Dr. Wolgin is Lead Economist with the Partnership Group of the Africa Region of the World Bank. His work at the Bank is largely concentrated on developing an assistance strategy for Nigeria and supporting the strategic partnership with Africa, a multi-donor effort to support African efforts to reduce poverty. He will be speaking on hunger reduction in Africa, with an emphasis on the keys to enhanced nutrition and increased child survival. He is the author of a recent technical paper titled “A Strategy to Cut Hunger in Africa,” prepared under the auspices of the Partnership Group. Dr. Wolgin joined the Bank in 2000 after having worked on Africa issues for twenty years at the United States Agency for International Development.

     

Debrework Zewdie
Manager, AIDS Campaign Team for Africa
The World Bank

Transcript

Dr.

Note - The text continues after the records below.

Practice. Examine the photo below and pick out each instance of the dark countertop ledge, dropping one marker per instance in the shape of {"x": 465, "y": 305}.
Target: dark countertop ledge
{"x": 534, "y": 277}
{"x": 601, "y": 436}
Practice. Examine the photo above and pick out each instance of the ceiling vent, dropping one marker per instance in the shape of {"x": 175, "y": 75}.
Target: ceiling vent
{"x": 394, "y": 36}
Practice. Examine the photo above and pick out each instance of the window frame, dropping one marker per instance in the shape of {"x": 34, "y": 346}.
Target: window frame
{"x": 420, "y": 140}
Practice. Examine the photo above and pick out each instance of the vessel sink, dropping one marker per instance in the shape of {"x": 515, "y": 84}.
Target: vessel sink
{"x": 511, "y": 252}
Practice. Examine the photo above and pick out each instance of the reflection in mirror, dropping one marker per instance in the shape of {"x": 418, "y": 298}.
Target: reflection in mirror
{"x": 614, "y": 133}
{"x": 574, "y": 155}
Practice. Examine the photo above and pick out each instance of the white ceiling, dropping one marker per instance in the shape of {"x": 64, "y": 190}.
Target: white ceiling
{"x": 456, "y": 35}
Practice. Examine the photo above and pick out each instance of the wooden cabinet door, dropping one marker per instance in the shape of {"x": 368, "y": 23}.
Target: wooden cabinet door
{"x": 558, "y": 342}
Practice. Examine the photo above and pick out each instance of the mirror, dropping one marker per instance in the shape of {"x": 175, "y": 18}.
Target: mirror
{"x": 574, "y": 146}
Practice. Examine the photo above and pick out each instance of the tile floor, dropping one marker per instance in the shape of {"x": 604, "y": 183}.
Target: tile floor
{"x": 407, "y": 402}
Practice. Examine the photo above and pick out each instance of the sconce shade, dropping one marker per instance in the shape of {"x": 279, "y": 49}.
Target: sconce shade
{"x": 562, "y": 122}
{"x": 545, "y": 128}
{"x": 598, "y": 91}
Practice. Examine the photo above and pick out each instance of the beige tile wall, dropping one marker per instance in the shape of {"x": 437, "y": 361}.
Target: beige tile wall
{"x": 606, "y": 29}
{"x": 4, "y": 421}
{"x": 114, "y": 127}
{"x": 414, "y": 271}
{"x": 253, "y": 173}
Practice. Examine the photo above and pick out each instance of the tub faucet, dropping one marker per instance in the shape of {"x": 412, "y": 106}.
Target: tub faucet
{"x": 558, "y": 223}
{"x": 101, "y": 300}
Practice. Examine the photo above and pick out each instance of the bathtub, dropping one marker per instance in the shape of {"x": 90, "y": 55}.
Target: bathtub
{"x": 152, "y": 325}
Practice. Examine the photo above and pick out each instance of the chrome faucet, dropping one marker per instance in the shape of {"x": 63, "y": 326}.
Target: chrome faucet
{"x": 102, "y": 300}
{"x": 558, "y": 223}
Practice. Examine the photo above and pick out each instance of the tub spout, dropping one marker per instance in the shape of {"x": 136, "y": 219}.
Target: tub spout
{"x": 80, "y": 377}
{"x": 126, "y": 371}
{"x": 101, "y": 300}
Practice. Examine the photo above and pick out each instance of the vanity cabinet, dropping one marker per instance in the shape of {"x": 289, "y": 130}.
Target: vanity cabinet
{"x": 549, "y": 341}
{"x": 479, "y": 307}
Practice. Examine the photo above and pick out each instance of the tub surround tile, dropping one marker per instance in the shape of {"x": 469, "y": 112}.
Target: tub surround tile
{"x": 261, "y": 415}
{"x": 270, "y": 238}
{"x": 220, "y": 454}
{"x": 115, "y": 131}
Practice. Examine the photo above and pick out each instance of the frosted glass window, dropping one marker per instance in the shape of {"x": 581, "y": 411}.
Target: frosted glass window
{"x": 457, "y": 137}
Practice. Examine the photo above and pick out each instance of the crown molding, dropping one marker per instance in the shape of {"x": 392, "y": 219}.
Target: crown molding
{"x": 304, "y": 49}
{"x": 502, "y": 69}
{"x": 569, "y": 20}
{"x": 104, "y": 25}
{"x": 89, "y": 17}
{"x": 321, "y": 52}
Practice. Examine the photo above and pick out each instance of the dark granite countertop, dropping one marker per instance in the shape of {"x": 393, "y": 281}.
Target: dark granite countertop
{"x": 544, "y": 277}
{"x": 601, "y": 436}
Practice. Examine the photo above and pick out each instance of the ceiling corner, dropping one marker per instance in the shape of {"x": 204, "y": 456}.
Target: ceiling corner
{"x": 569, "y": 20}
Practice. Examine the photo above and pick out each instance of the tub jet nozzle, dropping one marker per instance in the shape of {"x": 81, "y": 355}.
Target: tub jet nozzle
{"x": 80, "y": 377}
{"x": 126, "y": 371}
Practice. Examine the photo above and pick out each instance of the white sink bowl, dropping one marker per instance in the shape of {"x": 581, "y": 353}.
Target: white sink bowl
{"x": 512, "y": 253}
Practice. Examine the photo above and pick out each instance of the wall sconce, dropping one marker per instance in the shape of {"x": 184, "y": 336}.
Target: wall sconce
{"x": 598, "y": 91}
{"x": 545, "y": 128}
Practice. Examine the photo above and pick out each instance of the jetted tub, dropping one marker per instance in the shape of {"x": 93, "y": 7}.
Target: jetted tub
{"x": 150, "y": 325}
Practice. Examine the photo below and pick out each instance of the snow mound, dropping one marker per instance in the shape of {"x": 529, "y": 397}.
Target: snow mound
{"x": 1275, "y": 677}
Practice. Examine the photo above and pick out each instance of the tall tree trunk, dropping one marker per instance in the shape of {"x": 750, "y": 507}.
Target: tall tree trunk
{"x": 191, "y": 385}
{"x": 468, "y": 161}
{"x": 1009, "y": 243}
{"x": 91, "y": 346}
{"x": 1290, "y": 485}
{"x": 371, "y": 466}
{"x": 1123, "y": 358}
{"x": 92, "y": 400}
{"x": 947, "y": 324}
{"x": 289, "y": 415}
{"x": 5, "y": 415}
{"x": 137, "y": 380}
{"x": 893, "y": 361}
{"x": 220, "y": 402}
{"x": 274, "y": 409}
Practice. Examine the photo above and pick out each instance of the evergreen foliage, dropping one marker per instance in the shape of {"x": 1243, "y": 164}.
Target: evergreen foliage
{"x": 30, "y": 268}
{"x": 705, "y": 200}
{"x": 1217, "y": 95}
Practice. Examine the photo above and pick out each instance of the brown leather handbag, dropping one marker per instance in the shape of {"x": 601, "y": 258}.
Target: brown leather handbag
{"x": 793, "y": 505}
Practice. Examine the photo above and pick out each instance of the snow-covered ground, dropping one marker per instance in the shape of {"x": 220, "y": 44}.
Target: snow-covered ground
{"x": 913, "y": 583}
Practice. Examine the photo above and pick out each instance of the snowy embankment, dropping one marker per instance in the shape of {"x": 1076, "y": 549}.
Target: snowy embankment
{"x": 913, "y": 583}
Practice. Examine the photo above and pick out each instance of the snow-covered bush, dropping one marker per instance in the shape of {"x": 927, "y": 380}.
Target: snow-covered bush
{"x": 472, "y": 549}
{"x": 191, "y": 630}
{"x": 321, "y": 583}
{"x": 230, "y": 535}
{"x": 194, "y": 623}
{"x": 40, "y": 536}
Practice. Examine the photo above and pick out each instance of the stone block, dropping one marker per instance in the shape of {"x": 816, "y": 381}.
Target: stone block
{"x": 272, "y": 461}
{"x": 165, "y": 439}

Zewdie, an Ethopian national, is the principal spokesperson for the World Bank’s participation in global action against HIV/AIDS. She plays a lead role in developing, implementing, and evaluating World Bank projects involving HIV/AIDS and also serves as the head of the AIDS Campaign Team for Africa (ACTafrica), a multi-sectorial unit created to mainstream HIV/AIDS into the Bank’s operations in the Africa region. Before joining the Bank in 1994, Dr. Zewdie was deputy regional director of the AIDS control and prevention project of Family Health International in Nairobi, Kenya. She will be speaking on the issues surrounding the HIV/AIDS epidemic and the potential impact on food production in Africa.